奥州藤原氏の本拠地であった平泉の、観自在王院大阿弥陀堂内に納置されていたと伝える鍛鉄製の樹木形である。樹幹に襞を刻み、シダを付けるなど自然の樹の姿を写実性豊かに、巧みに造形した高度な鍛造技術を示すもので、枝の先端部分が蕾状に造られているところから、当初は金・銀あるいは色裂製の花葉が具わつた華麗な花樹であったと考えられる。
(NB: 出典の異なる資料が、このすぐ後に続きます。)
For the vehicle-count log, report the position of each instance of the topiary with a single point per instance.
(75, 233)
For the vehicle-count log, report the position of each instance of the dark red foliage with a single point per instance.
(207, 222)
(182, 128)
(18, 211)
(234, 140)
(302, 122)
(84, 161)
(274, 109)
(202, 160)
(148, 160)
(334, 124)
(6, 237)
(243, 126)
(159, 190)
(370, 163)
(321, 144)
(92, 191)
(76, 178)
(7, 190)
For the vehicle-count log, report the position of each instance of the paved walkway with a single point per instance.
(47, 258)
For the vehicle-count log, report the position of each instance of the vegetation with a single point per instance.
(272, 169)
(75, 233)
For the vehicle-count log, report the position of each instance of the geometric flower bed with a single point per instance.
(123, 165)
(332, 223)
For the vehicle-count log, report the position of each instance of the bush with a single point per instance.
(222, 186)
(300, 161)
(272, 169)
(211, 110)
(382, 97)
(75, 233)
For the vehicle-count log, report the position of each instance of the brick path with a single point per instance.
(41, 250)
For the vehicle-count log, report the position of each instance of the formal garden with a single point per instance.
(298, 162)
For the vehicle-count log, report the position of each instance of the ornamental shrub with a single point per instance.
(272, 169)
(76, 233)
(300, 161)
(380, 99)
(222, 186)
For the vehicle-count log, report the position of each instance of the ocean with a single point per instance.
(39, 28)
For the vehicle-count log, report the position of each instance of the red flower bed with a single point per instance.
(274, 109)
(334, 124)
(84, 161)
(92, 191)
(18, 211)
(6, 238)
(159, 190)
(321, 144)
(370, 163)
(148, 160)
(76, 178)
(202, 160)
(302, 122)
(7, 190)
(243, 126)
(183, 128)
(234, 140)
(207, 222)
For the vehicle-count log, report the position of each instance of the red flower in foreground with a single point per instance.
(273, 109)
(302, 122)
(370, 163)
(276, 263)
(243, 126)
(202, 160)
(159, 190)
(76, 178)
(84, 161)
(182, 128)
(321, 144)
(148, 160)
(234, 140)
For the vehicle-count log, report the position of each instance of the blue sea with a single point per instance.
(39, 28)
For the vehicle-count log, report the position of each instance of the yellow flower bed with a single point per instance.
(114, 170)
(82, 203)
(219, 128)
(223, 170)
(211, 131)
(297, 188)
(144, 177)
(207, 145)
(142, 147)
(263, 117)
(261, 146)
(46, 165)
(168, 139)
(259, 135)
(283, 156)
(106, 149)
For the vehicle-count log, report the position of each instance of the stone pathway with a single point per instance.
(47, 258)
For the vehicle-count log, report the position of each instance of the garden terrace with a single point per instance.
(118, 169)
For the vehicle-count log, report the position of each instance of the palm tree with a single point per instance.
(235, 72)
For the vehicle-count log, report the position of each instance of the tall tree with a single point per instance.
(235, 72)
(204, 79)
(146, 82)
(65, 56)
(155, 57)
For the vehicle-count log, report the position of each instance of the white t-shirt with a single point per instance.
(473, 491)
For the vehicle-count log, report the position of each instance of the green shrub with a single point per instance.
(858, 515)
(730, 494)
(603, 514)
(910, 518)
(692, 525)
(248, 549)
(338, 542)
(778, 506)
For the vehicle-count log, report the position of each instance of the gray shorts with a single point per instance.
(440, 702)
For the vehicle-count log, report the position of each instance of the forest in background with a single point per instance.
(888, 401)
その樹態を見ると、根元近くより分枝した枝がその上部で再び幹と交叉するという独特の曲線を有している。この形姿は、例えば国宝紙本墨画鳥獣人物戯画(高山寺)甲巻や、国宝彩絵檜扇(厳島神社)などに描かれた樹木表現に相似し、また幹に付けられた鰭状のシダは、国宝絹本著色十六羅漢像(東京国立博物館)の背景の樹木や、国宝本宮御料古神宝類(春日大社)中の蒔絵箏の崖に描かれたシダの形と同様であり、いずれも平安時代後期の作品に見られる特徴的な表現である。
またその用途については確定できないが、おそらく法会などに際して仏前を荘厳した供養具(宝樹)として用いられたかと類推される。
ともあれ樹態の成形、鍛造技術に優れ、かつ造樹の大形遺例として資料的にも貴重である。